@mcmxi : This post is an aside from the main topic and related to your previous post:
I learned long ago no matter how good a machine or tool is, if it breaks and you can't get parts for it the whole thing is (usually) a write-off. If I buy a $30K Chinese machine instead of a $40K Japanese machine and 10 years from now a critical part is No Longer Available the whole $30K investment is now worth scrap value and at that point I'm faced with buying a now $80K machine (or no longer having that machine). If that machine is for business use and is expected to last 7 years and parts are available for 10 years that's well and fine, but if it's a buy-once/cry-once lifetime purchase that really sucks when it becomes a landscape feature you have to pay to get rid of.

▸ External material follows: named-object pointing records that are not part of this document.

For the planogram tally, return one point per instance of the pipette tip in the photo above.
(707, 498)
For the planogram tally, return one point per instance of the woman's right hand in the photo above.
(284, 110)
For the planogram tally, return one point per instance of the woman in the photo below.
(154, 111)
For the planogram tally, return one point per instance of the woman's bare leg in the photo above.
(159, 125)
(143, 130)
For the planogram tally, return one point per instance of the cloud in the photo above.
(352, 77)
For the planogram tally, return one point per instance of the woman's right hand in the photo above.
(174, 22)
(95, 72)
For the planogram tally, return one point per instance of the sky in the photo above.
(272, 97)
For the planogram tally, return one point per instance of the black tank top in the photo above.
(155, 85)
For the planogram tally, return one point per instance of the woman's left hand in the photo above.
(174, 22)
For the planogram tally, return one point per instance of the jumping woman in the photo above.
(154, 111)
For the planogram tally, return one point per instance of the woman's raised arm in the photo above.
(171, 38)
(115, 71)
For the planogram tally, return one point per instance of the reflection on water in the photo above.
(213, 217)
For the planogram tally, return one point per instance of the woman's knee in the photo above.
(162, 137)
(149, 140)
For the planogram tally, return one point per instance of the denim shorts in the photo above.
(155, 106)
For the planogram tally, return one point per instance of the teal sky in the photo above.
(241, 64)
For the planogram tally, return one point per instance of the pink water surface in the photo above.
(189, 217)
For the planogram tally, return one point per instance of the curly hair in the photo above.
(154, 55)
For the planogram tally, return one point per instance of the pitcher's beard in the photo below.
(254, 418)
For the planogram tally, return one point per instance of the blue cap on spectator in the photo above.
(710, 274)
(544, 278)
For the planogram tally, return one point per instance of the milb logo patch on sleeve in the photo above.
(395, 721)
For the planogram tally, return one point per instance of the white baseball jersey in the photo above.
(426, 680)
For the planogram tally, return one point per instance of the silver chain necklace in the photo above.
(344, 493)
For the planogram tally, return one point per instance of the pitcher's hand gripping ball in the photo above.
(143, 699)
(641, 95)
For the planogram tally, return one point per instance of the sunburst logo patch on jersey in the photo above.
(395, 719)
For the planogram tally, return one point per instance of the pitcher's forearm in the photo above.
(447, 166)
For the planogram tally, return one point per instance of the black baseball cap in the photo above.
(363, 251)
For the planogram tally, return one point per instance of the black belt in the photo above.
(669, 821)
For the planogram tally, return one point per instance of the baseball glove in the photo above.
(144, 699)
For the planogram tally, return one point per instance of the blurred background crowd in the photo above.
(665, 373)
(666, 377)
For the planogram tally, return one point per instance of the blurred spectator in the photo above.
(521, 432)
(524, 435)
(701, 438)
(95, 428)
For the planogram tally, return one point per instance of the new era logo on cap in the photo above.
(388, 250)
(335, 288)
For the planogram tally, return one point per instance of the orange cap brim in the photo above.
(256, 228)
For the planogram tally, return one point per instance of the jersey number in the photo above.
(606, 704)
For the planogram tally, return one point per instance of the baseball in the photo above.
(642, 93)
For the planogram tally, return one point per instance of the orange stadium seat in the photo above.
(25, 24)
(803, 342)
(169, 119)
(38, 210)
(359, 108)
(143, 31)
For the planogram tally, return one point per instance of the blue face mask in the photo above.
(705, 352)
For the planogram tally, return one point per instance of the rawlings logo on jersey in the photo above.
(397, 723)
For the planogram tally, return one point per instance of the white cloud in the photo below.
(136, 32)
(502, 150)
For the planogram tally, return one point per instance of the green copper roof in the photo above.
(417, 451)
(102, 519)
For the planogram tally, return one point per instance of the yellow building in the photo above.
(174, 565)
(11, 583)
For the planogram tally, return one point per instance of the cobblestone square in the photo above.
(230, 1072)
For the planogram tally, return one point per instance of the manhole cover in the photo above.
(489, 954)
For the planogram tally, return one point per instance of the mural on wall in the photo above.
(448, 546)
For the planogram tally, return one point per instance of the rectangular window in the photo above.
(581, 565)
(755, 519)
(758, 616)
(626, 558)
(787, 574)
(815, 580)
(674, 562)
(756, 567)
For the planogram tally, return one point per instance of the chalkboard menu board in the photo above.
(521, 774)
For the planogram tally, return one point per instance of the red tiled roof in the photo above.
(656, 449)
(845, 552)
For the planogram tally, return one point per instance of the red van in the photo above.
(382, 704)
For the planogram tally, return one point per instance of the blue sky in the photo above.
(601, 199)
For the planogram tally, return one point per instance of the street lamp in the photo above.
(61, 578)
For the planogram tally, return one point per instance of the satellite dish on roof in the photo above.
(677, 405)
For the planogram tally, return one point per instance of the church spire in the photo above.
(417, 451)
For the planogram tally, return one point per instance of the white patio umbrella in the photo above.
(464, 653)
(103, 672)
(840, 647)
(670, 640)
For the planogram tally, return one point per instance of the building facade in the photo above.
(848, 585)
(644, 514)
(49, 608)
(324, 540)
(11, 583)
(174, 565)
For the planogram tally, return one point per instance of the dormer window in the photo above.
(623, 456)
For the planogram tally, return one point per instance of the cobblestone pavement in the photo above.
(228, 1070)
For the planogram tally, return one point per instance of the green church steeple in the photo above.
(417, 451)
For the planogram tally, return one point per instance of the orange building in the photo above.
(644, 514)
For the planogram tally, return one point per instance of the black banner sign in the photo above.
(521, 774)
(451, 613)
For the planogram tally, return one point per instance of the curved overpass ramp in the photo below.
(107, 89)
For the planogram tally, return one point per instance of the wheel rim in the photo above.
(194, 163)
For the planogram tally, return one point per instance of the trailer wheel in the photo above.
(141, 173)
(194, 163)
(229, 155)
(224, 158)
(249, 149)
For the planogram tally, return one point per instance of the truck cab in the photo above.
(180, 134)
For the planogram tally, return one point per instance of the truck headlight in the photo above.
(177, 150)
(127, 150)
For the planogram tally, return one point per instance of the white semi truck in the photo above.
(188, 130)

This happens even with name brands when a standard changes. Say a mainstream flail mower manufacturer switches to a standardized flail and flails for your older mower are phased out, your whole mower is going to become less useful as flails break. Or as happened to me a major chainsaw manufacturer standardized on 3/8" chain and dropped 1/4" chain, the $1,000 saw powerheads no longer have a source of consumables. Or a major battery powered tools manufacturer changes from NiCd to Lithium and the NiCd batteries are NLA, the expensive multi-bay chargers are useless and the power tools require clunky plastic eBay adapters--not so handy now. The manufacturers could have made these things compatible, but didn't, and the consumer pays the price.
As attractive as Chinese brands are their governmental system doesn't lend itself to long-term company/brand stability, so all politics aside five to seven years from now a broken machine is likely and unfixable machine and for me that's not a good investment.